Download or read book World Views and Worldly Wisdom Visions et exp riences du monde written by Jan De Maeyer and published by Leuven University Press. This book was released on 2016-05-02 with total page 425 pages. Available in PDF, EPUB and Kindle. Book excerpt: The attraction and repulsion between the Roman Catholic Church and modernity in Europe between 1750 and 2000 Emiel Lamberts (1941), professor emeritus of contemporary history at KU Leuven, is an international expert in the political and religious history of Europe in the 19th and 20th centuries.
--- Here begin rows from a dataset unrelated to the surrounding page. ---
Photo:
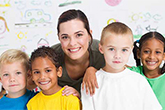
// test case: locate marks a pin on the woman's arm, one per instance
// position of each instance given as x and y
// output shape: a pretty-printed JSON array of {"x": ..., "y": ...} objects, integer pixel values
[
  {"x": 90, "y": 81},
  {"x": 70, "y": 90}
]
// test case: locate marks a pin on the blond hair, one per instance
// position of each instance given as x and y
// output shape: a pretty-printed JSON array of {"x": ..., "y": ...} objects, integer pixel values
[
  {"x": 116, "y": 28},
  {"x": 14, "y": 55}
]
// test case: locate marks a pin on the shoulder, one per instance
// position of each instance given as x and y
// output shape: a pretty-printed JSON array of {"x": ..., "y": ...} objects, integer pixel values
[
  {"x": 135, "y": 75},
  {"x": 95, "y": 45},
  {"x": 138, "y": 69},
  {"x": 35, "y": 97},
  {"x": 72, "y": 98}
]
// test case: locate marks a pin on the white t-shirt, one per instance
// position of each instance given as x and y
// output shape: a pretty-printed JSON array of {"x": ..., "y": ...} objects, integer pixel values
[{"x": 126, "y": 90}]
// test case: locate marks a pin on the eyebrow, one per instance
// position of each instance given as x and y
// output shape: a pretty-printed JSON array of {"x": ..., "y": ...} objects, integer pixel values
[
  {"x": 74, "y": 33},
  {"x": 114, "y": 46}
]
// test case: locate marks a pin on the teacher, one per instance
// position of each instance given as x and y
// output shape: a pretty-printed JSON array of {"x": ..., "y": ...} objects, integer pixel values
[{"x": 77, "y": 49}]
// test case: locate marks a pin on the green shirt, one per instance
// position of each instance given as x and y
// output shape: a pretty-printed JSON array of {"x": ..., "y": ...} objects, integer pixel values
[
  {"x": 96, "y": 60},
  {"x": 157, "y": 84}
]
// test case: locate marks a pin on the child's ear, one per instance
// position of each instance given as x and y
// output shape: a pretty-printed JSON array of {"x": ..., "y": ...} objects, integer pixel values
[
  {"x": 100, "y": 48},
  {"x": 138, "y": 53},
  {"x": 59, "y": 72}
]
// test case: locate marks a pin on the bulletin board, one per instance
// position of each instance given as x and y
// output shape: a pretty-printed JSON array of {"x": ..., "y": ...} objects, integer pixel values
[{"x": 29, "y": 24}]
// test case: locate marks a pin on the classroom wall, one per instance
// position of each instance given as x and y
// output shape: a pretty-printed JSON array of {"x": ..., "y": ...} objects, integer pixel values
[{"x": 28, "y": 24}]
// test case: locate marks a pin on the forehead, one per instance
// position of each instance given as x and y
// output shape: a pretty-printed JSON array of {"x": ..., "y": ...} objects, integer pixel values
[
  {"x": 119, "y": 40},
  {"x": 71, "y": 26}
]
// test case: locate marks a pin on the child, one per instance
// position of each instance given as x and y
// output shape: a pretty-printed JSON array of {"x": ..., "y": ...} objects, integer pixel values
[
  {"x": 14, "y": 66},
  {"x": 119, "y": 87},
  {"x": 151, "y": 52},
  {"x": 46, "y": 69}
]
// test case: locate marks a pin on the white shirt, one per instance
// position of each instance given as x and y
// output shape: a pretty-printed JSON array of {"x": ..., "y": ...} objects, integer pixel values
[{"x": 126, "y": 90}]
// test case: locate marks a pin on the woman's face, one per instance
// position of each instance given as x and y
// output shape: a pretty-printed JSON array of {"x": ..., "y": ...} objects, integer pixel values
[{"x": 74, "y": 39}]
His work and the central themes in his research are the starting point in World Views and Worldly Wisdom. No less than eighteen leading international researchers put different aspects of his work in the spotlight. A recurring theme, however, is the attraction and repulsion between the Roman Catholic Church and modernity in Europe between 1750 and 2000. The ambivalent relationship with modernity is therefore the leitmotiv of the first part of this volume, whereas the second part focuses on the repositioning of the Church and the tensions between religion, ideology and politics. In this way the volume reflects Lamberts’s fascination for the history of political institutions as well as his research on Christian democracy. The contributions address – in a comparative way and from a transatlantic viewpoint – this broad period of time in history, which gave rise to different social movements and different models of society in Belgium and elsewhere. Contributors Winfried Becker (Universität Passau), Bruno Béthouart (Université du Littoral Côte d’Opale), Hans Blom (Universiteit van Amsterdam), Alfredo Canavero (Università degli Studi di Milano), Philippe Chenaux (Pontificia Università Lateranense, Roma), Andrea Ciampani (LUMSA, Roma), Jo Deferme (KU Leuven), Jan De Maeyer (KADOC KU Leuven), Henk De Smaele (Universiteit Antwerpen), Carine Dujardin (KADOC KU Leuven), Jean-Dominique Durand (Université Lyon 3), Michael Gehler (Jean Monnet Chair, Universität Hildesheim - Institut für Neuzeit- und Zeitgeschichtsforschung, Wien), Susana Monreal (Universidad Católica del Uruguay), Patrick Pasture (KU Leuven), Patrick M.W. Taveirne (The Chinese University of Hong Kong), Peter Van Kemseke (Europese Commissie, KU Leuven), Vincent Viaene (Attaché bij het Huis van Koning Filip), Els Witte (Vrije Universiteit Brussel)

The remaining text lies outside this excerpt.